One of the major benefits of LLM-taxonomy process 10 may be the ability for the end user to extensively customize the language used in the taxonomy, the question, and any other instructions that may be provided to the LLM. Current methods for searching for documents collected in a data service or repository may rely on end-users to read an abstract, use indexes, and/or conduct keyword searches, to find the documents that address their needs. Such methods are designed by the distributor of the content, not by the user of the content. Accordingly, these methods may lack the capability to numerically score the fit of a document to each searcher's interests. Thus, while current methods may still produce long lists of documents that fit the provider's search criteria they may not provide any indication of actual relevance to the end-user's interests and objectives.

In some embodiments, LLM-taxonomy process 10 (see FIG. 1) may enable users to discern which documents are most likely to be most useful to their objectives and interests and thus should be read, and which documents may be ignored. In fields, such as federal contracting, science and research, law, policy, and higher education, where information is distributed in an unstructured format—in documents—and the volume of these documents (dozens, or hundreds of new documents per week; or millions of historical documents) may be so large that the time needed to read them to learn which contain information vital to a person's objectives and interest may be several multiples of the actual time available for study. LLM-taxonomy process 10, when connected to a source of documents relevant to a field, may first ingest the documents, then process them using artificial intelligence to annotate the attributes of the content, and score the fit of each document released to each user's preferences, and then feed an end-user with the scored documents accompanied by the reasons for the score of each document. This may enable the end-user to select and read only the highest-scoring documents that are more likely to be relevant with the limited time they have available.

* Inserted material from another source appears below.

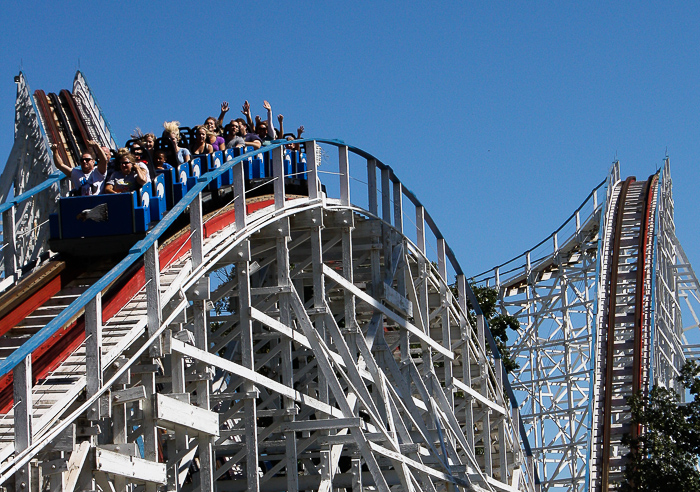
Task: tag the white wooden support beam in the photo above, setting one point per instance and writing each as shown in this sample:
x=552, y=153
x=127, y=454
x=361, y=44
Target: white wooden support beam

In some embodiments, LLM-taxonomy process 10 may apply custom taxonomies in a large language model (LLM) artificial intelligence (AI)-based question-and-answer (Q&A) process to discover attributes of a document, even where the LLM may not have been trained on such taxonomies, and may match these attributes to user preferences so that a score of a document's relevance to end-user preferences may be computed. For example, in the federal contracting market, 11 taxonomies of attributes of government requests for proposals may be defined. Each taxonomy may consist of attributes that may be of differing relevance to different federal contractors, given their services, scale, experience, and other attributes of their market strategies. One of the federal contractor taxonomies may be the “scope of the work,” which may be considered a trunk with branches of choices stemming therefrom, where “Information Technology (IT)” may be considered a parent branch, and within IT there may be child branches such as “Infrastructure Management,” “Software Development,” and other choices. Within the child branch of “Software Development” may be further children, such as “Development Security Operations (DevSecOps),” “Application Migration,” or other choices. Federal Contracting industry expertise may be applied to develop these taxonomies, which may be infinitely extended and appended to improve specificity. For other applications, such as health and life science research, different taxonomies of interest may be defined and the software applied with these to address such customers.

In some embodiments, LLM-taxonomy process 10 may employ an automated interview process to allow end-users to define their interests and preferences using as many of the taxonomies as they choose. A single end-user may provide preference matrices with names, and save a preference matrix one time for each of their areas of interest identifying and indicating the relative merits to their interests of elements in each of the taxonomies. An end-user may save several such preference matrices, where each preference matrix may be stored in a profile for the end-user. LLM-taxonomy process 10, may then ingest documents and their publisher database metadata via an application programming interface (API), screen scraping, or email download/upload from each of the end-user's provided sources. Sources may be data services such as government contract web portals, scientific or medical research publication services such as Sciencedirect.com, legal publication distribution services like Law.com, or others.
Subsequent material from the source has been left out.